Species of gastropod

Inquisitor nagasakiensis is a species of sea snail, a marine gastropod mollusk in the family Pseudomelatomidae.

==Description==
(Original description) The elongate shell is turreted and luteous. It contains 9 whorls: two apical brown, smooth, convex; the rest keeled above at the suture, somewhat excavated beneath the carina, then convex at the sides, which contract inwards towards the base. They are closely ribbed and transversely grooved. The ribs are rounded and oblique, sixteen on the penultimate whorl and do not quite attain to the suture, but become obsolete in the sloping concavity above. The spiral ridges between the sulci number eight on the penultimate whorl. Of these the three uppermost are very fine and situated in the concavity above, the rest are much coarser and subnodulous on the ribs.
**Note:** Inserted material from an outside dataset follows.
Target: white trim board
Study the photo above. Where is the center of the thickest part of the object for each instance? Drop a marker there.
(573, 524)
The latter are attenuated inferiorly on the last whorl, and become obsolete a little below the middle. One of them near the tip is considerably enlarged in the form of a varix. The spiral sulcation also extends over the entire surface. The aperture is rather small, occupying a third of the entire length, light brown within. The outer lip is thin, much produced and arcuated at the middle, broadly and deeply notched a little below the suture, and with a second shallow sinuation near the base. The columella is suberect, smooth, coated with a thin callosity, terminating above at the sinus in the form of a tubercle. The siphonal canal is short, broad, but little recurved.

The yellowish brown shell is closely sculptured by longitudinal numerous ribs and spiral striae. There is a very slight concave constriction below the sutures. The aperture is rather small, light brown within. The outer lip is thin.

==Distribution==
This marine species occurs off Japan.